De todo aquello que no es un «conti plz!»



Con tantas plataformas de publicación gratuita no resulta extraño que la escritura, como afición, se encuentre en uno de sus momentos más importantes. La atención que pueden llegar a alcanzar personas que publican en sitios como Wattpad, Fanfiction.net, Fictionpress, etc., puede resultar abrumadora y hasta un poco descabellada tomando en cuenta que la mayoría sólo ve en esto una suerte de pasatiempo (sin  mencionar a aquellos que han terminado siendo publicados). La escritura es una pasión que desean compartir con los demás. El alcance y el éxito varía, por supuesto, pero igual resulta ingenuo calificar de «escritor» o de «novela exitosa» a una persona/trabajo basándose únicamente en la cantidad de lecturas o comentarios que recibe. La Literatura como arte exige criterios mucho más maduros y estrictos que deben ser respetados, y aunque el facfiction es un fenómeno literario, hay ciertas licencias que lo hacen más accesible y menos escrupuloso; sin embargo, la mayoría del tiempo esto depende más de la persona que se dedica a escribir fanfiction, su grado de compromiso y seriedad, que de las bases que sustentan al género.
Pero una cosa en las que sí se suele coincidir es en la retroalimentación. No se debe olvidar que sin esta  la comunicación como tal no existe, y muchas veces la intención de la persona que escribe fanfiction es crear una conexión entre su trabajo, sus ideas y la de los demás, es decir, crear un puente que comunique a personas con gustos similares para compartir y ampliar horizontes. Y cuando se habla de fanfiction la forma de retroalimentación más común son los comentarios.
No resulta extraño encontrar, al final de cada capítulo, anotaciones por partes del autor tales como: «los comentarios son bienvenidos», «si les gustó, no olviden comentar», etc. Varían según la creatividad de la persona y el grado de atención que deseen despertar en el lector; pero, al final del día, todos significan lo mismo: escribe un comentario/opinión/crítica por favor.
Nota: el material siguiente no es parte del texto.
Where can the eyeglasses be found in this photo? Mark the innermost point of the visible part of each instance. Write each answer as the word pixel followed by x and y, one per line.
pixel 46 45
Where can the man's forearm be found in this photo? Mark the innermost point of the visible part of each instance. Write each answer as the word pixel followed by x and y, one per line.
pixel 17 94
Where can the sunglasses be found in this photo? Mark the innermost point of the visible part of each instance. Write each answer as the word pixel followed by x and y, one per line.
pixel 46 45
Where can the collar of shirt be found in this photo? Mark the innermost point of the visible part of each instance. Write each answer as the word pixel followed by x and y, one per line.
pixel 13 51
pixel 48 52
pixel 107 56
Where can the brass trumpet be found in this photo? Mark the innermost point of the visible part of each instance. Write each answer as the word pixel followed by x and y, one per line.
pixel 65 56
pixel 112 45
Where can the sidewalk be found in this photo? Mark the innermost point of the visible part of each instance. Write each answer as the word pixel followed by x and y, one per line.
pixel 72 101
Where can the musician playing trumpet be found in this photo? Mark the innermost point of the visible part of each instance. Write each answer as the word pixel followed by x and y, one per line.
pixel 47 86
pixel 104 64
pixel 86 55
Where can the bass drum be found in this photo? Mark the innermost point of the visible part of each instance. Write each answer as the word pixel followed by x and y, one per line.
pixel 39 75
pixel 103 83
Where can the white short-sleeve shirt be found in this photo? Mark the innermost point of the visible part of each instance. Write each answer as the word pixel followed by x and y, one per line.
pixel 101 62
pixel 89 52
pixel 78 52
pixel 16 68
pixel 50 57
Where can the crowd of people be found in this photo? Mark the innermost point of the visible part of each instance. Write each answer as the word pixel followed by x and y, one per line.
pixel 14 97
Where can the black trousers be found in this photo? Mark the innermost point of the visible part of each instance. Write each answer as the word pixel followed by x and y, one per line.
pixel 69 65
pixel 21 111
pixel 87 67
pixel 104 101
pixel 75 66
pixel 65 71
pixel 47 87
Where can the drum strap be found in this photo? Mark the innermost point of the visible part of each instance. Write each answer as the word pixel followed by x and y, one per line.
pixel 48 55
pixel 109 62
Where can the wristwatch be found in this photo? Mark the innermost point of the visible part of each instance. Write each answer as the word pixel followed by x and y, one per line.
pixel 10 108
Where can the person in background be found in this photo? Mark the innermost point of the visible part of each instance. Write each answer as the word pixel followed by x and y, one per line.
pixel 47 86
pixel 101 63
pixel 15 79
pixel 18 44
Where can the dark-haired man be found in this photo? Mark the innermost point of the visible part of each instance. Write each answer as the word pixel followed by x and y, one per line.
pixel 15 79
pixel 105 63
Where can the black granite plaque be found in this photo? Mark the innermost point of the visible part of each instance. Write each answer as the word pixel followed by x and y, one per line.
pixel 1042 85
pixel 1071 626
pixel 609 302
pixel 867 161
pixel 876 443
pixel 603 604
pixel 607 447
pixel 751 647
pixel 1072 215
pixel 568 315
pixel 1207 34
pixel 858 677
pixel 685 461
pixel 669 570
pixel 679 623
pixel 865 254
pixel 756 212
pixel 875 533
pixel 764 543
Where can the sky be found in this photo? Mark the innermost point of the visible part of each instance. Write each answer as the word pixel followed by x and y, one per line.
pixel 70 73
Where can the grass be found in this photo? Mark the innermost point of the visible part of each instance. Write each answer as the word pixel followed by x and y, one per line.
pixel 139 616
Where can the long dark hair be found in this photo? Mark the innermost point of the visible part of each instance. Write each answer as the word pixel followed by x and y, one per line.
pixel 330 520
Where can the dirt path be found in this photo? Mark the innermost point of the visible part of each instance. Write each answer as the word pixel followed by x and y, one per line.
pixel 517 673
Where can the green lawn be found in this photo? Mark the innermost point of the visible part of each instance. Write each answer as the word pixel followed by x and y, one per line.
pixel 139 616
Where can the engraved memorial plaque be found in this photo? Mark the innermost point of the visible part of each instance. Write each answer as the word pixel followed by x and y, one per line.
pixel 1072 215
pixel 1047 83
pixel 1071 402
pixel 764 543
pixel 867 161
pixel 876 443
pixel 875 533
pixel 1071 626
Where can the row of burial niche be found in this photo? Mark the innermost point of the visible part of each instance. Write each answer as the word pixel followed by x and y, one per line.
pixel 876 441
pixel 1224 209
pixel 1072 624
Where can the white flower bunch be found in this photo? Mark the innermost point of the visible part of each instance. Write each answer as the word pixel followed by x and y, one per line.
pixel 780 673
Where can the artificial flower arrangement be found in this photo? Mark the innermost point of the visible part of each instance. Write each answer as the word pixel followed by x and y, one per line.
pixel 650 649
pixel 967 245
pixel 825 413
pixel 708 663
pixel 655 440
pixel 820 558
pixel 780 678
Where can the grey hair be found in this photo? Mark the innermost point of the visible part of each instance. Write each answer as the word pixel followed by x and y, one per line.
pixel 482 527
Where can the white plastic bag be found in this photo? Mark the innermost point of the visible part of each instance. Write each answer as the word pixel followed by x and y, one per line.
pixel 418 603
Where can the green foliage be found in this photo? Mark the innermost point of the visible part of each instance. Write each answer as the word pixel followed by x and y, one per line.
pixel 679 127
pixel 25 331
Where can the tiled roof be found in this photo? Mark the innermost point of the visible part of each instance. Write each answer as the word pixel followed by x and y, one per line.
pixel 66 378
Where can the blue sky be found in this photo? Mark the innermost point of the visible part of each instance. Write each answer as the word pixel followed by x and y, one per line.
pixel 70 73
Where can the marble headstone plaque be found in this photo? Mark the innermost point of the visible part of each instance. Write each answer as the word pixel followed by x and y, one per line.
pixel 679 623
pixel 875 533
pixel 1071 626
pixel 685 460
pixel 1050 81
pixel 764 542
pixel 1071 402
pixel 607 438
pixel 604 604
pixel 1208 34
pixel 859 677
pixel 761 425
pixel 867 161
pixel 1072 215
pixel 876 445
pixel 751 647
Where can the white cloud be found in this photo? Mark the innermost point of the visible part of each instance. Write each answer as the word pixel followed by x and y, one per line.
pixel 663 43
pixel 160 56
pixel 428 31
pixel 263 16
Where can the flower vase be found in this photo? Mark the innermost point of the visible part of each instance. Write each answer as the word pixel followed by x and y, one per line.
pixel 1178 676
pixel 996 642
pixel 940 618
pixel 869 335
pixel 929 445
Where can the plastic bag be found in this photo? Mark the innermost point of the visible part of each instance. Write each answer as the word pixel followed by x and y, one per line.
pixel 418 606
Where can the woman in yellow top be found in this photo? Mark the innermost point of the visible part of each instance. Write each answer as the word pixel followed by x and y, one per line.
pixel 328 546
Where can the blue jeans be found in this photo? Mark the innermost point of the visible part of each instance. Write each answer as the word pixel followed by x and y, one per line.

Las personas que piden comentarios generalmente lo hacen porque esperan recibir el tipo de crítica que los ayudará a mejorar, o que al menos ayudará a formar un criterio  mucho más amplio en lo que respecta a su propio trabajo. Si bien es cierto que en la mayoría de los casos el fanfiction es un simple pasatiempo, esto no significa, de ninguna manera, que no se tome con seriedad. Por otro lado, también hay personas que piden comentarios, más que para mejorar, para calcular el grado de aceptación que tiene su trabajo, y así decidir si seguirán esforzándose en ello o no.  Lo que se rescata aquí es que las personas que escriben fanfiction y piden comentarios lo hacen por motivos muy diversos. De la misma manera, las personas que comentan tienen sus propias razones.
Siempre se está hablando de los «lectores fantasmas», es decir, esas personas que leen pero que nunca comentan. Esto es claramente apreciable en los datos estadísticos proporcionados por los distintos sitios de publicación gratuita. La relación lectura-comentarios generalmente suele ser desproporcionada, lo que tiende a generar, en algunos casos, un sentimiento de  inseguridad en los autores puesto que no hay un claro indicador de que se esté  haciendo un buen trabajo, lo que tiende a orillar sus pensamientos hacia el extremo contrario. Aquí entra en juego la madurez del autor y su criterio personal. Si se ha estado en este mundillo del fanfiction lo suficiente es fácil reconocer  que una gran cantidad de comentarios rara vez suele ser sinónimo de calidad.
Sin embargo, así como se necesita madurez y criterio para comprender y aceptar la escasez de comentarios, se necesita lo mismo para comprender y aceptar la situación inversa. Cuando un autor recibe comentarios en cantidades considerables debe tener la sensatez suficiente para clasificarlos y calificarlos, y a partir de ahí determinar la utilidad de los mismos más allá de ese inconsciente soplo inflama egos tan buscado pero, a la larga, tan poco útil.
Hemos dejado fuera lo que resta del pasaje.